Due to the growing number of auto mechanics who have been diagnosed with asbestos-related cancers and mesothelioma, the United Auto Workers concocted a plan to build a $140 billion compensation fund for asbestos in 2005. The idea was that the companies who faced lawsuits for exposing auto mechanics to asbestos would contribute to the fund, with higher contributions required for those whose products were related to diagnosed cases of mesothelioma.

Unfortunately, this proposed fund never got off the ground. However, auto mechanics have initiated a number of asbestos lawsuits against companies like Abex, Pneumo Corporation, and Bendix in order to fight for compensations for their asbestos-related health problems.
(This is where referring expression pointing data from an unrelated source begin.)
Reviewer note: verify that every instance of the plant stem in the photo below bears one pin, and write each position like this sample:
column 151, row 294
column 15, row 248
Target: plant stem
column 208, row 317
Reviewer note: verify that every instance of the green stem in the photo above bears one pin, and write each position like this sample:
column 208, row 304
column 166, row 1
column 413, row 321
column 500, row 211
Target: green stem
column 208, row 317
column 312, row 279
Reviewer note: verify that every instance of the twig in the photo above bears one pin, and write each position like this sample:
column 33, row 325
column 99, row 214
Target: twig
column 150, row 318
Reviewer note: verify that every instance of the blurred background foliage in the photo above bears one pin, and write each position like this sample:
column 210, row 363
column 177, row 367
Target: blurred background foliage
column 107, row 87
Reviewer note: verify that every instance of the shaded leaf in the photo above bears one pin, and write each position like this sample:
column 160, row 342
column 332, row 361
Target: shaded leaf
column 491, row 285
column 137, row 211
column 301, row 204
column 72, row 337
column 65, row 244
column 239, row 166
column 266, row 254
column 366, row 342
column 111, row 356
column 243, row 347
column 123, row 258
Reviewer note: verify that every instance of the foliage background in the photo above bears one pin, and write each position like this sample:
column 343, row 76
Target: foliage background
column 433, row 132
Taking Medical Precautions

If you believe you have been exposed to asbestos as an auto mechanic, it’s important to alert your doctor. Mesothelioma is often misdiagnosed in the early stages, but if your healthcare provider is aware of the increased risk, it will improve the care your receive with earlier interventions. While asbestos is used less frequently now and is a known carcinogen, auto mechanics may still be exposed to it, especially in older vehicles. Be sure to take the necessary precautions to decrease your risk of inhaling asbestos when working with components that may contain asbestos.